Когда старик ушел, Прокофьев бросился к Лук-ницкому.
— Где ты его нашел?
— Дзержинский, — сияя, ответил Яша.
— Что Дзержинский? Приказал его найти?!
— Почти. Он приказал помочь тебе. Плохо ты, значит, знаешь Феликса Эдмундовича, — укоризненно покачал Яша головой, видя, как удивился Прокофьев. — Ты что же думаешь: послал он тебя в Одессу и забыл? Ты думаешь, Дзержинский не знал, как тебе тут трудно придется? Все знал. И если не знал подробностей, догадывался. Ты сообщил ему о том, что обнаружил скрипку?
— Сообщил, — кивнул Прокофьев.
Получив первое сообщение из Одессы от Прокофьева, Дзержинский очень обрадовался.
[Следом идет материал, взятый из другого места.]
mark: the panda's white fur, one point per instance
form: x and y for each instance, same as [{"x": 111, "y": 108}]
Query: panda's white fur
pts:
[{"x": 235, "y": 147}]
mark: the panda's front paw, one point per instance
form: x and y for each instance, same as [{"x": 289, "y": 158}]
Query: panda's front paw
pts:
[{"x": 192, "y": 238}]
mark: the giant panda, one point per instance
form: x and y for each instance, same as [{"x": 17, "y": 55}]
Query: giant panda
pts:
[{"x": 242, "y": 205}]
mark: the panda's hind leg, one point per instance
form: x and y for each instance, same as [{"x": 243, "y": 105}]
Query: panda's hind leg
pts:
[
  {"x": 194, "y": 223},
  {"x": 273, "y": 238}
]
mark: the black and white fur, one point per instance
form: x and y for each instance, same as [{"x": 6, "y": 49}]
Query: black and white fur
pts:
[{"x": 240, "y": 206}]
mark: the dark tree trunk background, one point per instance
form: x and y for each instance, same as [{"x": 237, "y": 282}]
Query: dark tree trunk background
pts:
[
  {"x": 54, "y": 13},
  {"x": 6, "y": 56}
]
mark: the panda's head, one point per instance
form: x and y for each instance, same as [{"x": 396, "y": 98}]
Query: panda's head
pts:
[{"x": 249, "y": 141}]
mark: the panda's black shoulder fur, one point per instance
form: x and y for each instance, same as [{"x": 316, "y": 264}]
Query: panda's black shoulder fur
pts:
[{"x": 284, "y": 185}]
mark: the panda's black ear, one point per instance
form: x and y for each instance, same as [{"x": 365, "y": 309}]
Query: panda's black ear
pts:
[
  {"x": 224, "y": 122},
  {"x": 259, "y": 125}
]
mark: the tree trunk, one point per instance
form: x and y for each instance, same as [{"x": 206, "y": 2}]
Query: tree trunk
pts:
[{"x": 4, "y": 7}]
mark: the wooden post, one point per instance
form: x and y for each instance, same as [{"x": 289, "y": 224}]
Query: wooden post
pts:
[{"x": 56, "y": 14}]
Но вот прошло уже немало времени, а от Прокофьева больше не было вестей. Дзержинский связался с Одесской губчека, узнал, что Прокофьев добросовестно проводит все время в порту, но безрезультатно, и понял, что Прокофьеву надо помочь. Вывоз ценных скрипок не прекратился — ясно. Просто раньше это удавалось легко — не имея никаких указаний, не зная ценности инструментов, наконец, не умея отличить редкую скрипку от обыкновенной, таможенники не обращали на них особого внимания, тем более что у владельцев скрипок всегда имелись документы — конечно, поддельные. И вот распространился слух о том, что скрипки уже так просто не вывезешь. Значит, нашли какой-то способ прятать их. Но скрипка не иголка, ее не спрячешь в подкладку. Скрипку провозят открыто, но так, чтоб она не обращала на себя внимания…
И Дзержинский снова связывается с Одессой. А потом Яша Лукницкий несколько дней ходит по улицам, встречается со знакомыми, слушает музыку в городском саду на Дерибасовской…
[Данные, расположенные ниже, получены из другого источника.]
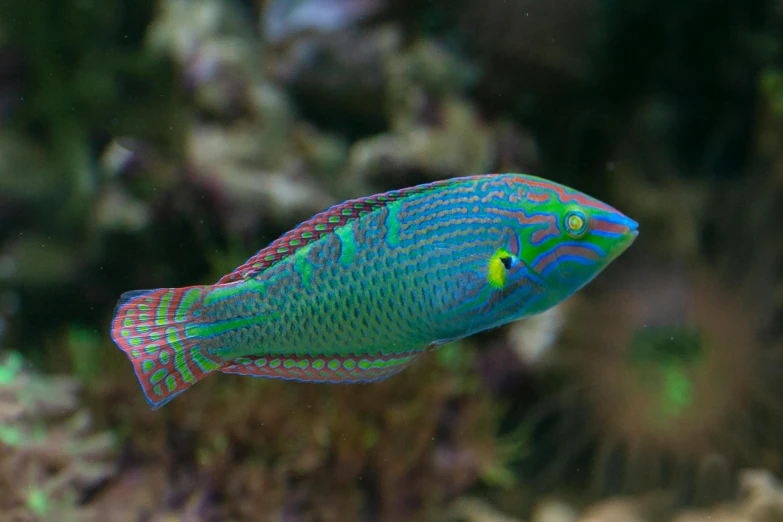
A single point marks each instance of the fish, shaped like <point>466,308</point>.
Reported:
<point>360,291</point>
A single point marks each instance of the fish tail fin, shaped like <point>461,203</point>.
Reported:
<point>151,327</point>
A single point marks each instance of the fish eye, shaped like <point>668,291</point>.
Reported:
<point>576,223</point>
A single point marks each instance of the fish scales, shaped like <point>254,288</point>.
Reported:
<point>359,291</point>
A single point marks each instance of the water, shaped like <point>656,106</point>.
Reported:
<point>162,143</point>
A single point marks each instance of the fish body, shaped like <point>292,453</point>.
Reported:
<point>356,293</point>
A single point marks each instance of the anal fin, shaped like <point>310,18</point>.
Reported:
<point>333,368</point>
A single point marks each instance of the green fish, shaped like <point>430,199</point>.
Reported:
<point>359,291</point>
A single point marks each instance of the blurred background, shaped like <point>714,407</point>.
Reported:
<point>160,143</point>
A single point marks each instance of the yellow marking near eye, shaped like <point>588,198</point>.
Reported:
<point>496,276</point>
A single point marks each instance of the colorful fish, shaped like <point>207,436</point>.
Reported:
<point>359,291</point>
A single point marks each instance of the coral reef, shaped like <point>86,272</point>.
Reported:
<point>675,389</point>
<point>161,142</point>
<point>50,457</point>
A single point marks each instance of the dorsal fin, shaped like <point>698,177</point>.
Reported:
<point>323,224</point>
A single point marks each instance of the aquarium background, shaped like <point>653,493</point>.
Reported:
<point>149,144</point>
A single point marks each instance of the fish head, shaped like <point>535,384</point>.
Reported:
<point>565,240</point>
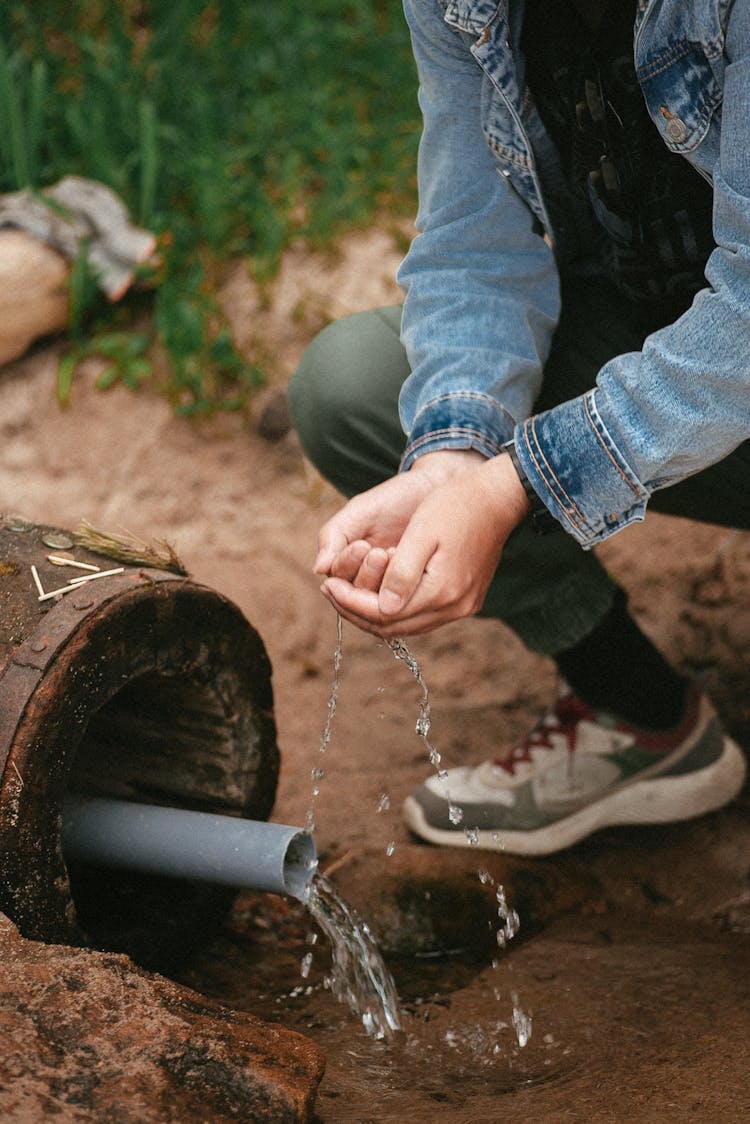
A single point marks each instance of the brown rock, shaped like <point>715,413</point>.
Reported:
<point>431,900</point>
<point>88,1036</point>
<point>33,292</point>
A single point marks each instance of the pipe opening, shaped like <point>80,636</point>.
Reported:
<point>171,740</point>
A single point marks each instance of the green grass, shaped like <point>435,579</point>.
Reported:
<point>228,128</point>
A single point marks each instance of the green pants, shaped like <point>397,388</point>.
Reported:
<point>344,404</point>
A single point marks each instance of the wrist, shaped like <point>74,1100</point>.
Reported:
<point>541,518</point>
<point>445,463</point>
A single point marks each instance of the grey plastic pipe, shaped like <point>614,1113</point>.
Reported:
<point>196,845</point>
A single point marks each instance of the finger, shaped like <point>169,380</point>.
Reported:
<point>386,630</point>
<point>406,568</point>
<point>331,543</point>
<point>346,564</point>
<point>372,569</point>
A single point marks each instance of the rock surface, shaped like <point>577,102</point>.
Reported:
<point>89,1036</point>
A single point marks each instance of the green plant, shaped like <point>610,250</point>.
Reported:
<point>228,129</point>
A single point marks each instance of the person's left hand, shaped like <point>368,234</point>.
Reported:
<point>448,553</point>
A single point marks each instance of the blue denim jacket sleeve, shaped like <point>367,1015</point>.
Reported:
<point>683,402</point>
<point>481,287</point>
<point>480,323</point>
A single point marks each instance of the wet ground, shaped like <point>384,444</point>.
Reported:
<point>633,955</point>
<point>639,997</point>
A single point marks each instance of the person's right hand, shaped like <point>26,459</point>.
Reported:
<point>377,518</point>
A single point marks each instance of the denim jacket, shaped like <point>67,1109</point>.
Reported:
<point>481,278</point>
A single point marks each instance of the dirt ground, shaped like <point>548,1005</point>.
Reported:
<point>633,953</point>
В Москве снег еще только начал превращаться в веселые говорливые ручейки, а одесситы уже ходили без пальто и даже начинали подумывать о купанье — весна в этом году была ранняя.
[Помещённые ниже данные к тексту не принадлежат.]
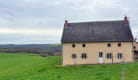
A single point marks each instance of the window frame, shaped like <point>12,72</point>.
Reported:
<point>100,54</point>
<point>84,56</point>
<point>109,56</point>
<point>119,44</point>
<point>74,56</point>
<point>109,45</point>
<point>119,55</point>
<point>83,45</point>
<point>73,45</point>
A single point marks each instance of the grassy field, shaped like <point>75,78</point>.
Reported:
<point>32,67</point>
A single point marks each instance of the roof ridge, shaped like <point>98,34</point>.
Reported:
<point>96,21</point>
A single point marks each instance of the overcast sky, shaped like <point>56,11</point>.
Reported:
<point>41,21</point>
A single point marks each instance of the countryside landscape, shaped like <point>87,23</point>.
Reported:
<point>33,66</point>
<point>27,66</point>
<point>68,40</point>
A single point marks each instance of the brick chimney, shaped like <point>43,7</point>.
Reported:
<point>126,21</point>
<point>66,23</point>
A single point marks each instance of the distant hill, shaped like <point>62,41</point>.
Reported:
<point>31,48</point>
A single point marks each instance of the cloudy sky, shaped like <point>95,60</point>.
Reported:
<point>41,21</point>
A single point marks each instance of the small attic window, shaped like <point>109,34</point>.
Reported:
<point>119,44</point>
<point>83,45</point>
<point>109,44</point>
<point>73,45</point>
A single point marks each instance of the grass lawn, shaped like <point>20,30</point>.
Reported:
<point>25,66</point>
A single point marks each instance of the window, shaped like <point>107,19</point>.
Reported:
<point>73,45</point>
<point>100,54</point>
<point>109,45</point>
<point>109,56</point>
<point>84,55</point>
<point>83,45</point>
<point>119,55</point>
<point>74,56</point>
<point>119,45</point>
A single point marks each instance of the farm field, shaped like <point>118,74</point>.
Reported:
<point>23,66</point>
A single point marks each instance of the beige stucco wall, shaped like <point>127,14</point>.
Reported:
<point>92,50</point>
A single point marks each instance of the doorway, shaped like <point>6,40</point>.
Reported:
<point>101,57</point>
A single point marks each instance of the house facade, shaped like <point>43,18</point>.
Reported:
<point>97,42</point>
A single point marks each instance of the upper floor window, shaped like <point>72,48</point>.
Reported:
<point>119,44</point>
<point>84,55</point>
<point>109,44</point>
<point>119,55</point>
<point>100,54</point>
<point>134,47</point>
<point>109,56</point>
<point>73,45</point>
<point>74,56</point>
<point>83,45</point>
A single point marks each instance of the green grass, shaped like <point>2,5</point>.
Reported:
<point>25,66</point>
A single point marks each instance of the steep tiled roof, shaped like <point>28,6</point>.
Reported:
<point>100,31</point>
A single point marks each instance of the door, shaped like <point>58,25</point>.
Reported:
<point>100,57</point>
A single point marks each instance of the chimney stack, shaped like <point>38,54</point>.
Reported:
<point>126,21</point>
<point>66,23</point>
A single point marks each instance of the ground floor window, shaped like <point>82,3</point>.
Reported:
<point>84,55</point>
<point>100,54</point>
<point>109,56</point>
<point>74,56</point>
<point>119,55</point>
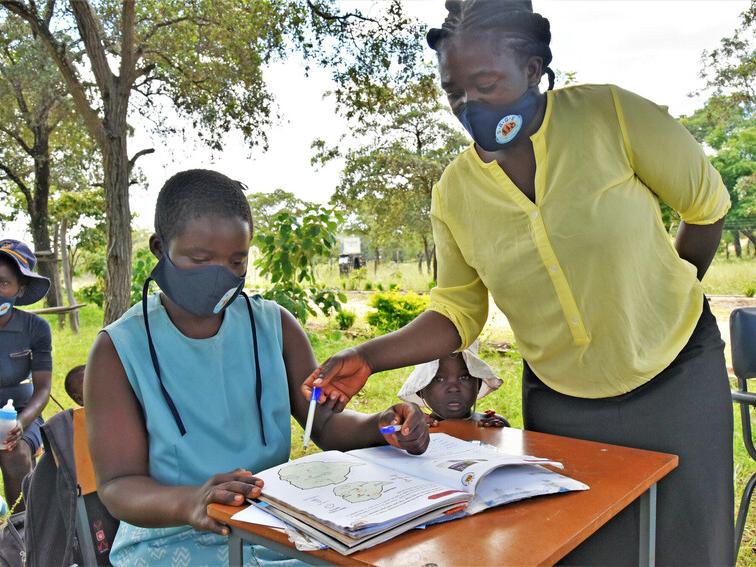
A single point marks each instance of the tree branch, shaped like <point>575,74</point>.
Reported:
<point>128,55</point>
<point>18,181</point>
<point>17,138</point>
<point>49,11</point>
<point>139,154</point>
<point>344,18</point>
<point>57,51</point>
<point>88,26</point>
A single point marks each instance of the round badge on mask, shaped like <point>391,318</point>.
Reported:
<point>508,127</point>
<point>224,300</point>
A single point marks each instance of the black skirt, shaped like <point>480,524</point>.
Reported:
<point>685,410</point>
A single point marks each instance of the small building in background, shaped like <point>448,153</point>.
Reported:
<point>351,257</point>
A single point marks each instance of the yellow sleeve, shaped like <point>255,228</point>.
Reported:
<point>669,161</point>
<point>460,295</point>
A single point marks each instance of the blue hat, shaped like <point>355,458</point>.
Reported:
<point>36,286</point>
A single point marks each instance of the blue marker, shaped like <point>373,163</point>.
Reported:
<point>311,415</point>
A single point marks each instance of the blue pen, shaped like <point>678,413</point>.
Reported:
<point>311,415</point>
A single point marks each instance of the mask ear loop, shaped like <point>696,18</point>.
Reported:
<point>156,364</point>
<point>258,377</point>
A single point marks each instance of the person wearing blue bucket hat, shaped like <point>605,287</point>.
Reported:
<point>25,361</point>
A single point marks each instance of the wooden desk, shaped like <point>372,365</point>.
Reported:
<point>538,531</point>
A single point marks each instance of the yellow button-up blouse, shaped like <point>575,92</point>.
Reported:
<point>595,292</point>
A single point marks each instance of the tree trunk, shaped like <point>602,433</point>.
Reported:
<point>428,255</point>
<point>73,316</point>
<point>118,214</point>
<point>39,215</point>
<point>435,265</point>
<point>736,242</point>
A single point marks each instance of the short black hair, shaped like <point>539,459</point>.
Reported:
<point>197,193</point>
<point>75,371</point>
<point>527,33</point>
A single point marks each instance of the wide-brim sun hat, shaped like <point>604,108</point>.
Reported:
<point>422,375</point>
<point>36,286</point>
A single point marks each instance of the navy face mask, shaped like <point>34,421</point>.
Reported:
<point>7,303</point>
<point>205,290</point>
<point>494,126</point>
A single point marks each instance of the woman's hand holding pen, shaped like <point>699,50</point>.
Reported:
<point>340,377</point>
<point>232,488</point>
<point>404,426</point>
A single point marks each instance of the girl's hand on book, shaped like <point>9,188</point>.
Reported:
<point>413,436</point>
<point>340,377</point>
<point>232,488</point>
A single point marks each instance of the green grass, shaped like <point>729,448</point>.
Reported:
<point>731,277</point>
<point>725,277</point>
<point>70,350</point>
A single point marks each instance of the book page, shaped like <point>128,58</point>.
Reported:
<point>352,495</point>
<point>448,460</point>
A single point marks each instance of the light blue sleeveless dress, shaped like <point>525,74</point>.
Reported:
<point>212,383</point>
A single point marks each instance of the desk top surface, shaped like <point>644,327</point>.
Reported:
<point>536,531</point>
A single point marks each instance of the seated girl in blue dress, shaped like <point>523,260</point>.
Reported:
<point>191,391</point>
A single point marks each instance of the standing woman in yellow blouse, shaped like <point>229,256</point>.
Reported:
<point>554,211</point>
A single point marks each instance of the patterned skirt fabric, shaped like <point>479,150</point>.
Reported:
<point>184,547</point>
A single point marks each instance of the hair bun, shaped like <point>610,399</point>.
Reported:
<point>517,5</point>
<point>453,6</point>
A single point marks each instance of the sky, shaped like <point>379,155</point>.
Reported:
<point>651,47</point>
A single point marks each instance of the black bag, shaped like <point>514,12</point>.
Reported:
<point>62,527</point>
<point>12,552</point>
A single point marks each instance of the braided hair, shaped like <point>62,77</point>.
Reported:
<point>526,32</point>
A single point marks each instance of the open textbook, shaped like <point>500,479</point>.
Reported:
<point>352,501</point>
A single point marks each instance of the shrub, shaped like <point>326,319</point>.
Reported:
<point>395,310</point>
<point>345,319</point>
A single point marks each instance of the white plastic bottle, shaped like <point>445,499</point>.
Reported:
<point>8,417</point>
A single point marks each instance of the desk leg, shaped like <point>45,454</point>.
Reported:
<point>235,550</point>
<point>647,550</point>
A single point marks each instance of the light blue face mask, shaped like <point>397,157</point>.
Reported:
<point>204,290</point>
<point>493,127</point>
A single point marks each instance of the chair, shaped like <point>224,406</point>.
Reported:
<point>95,527</point>
<point>743,345</point>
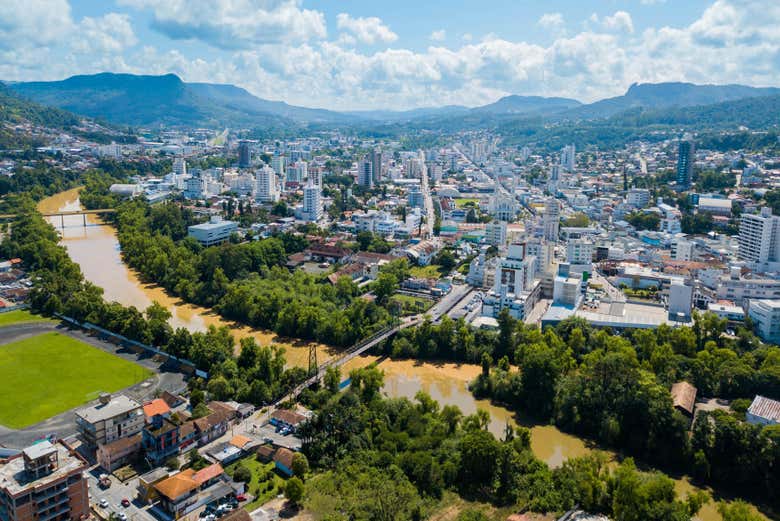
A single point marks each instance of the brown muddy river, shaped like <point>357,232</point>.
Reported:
<point>96,249</point>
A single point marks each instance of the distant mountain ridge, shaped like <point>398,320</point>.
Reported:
<point>166,100</point>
В один из таких весенних дней к классному вагону, стоящему у платформы, подошел взвод красноармейцев. Железнодорожники с любопытством поглядывали на этот вагон — прошел слух, что его выделили по распоряжению самого Ленина. Всех интересовало, кто же поедет в нем. Железнодорожники видели, что в вагон внесли вещи. Собственно, даже не вещи, а какие-то футляры, похожие на футляры скрипок. И это тоже было удивительно. Конечно, скрипки — инструмент уважаемый. Но чтоб для них специальный вагон — этого одесситы не ожидали. И все-таки это было именно так. В вагоне, выделенном по специальному распоряжению Ленина, ехали скрипки, редчайшие музыкальные инструменты, ставшие теперь достоянием народа.
Теперь тысячи людей будут приходить в музей редких музыкальных инструментов, единственный в мире музей, созданный по предложению и при самом горячем участии Феликса Эдмундовича Дзержинского, чтоб посмотреть на скрипки Страдивари.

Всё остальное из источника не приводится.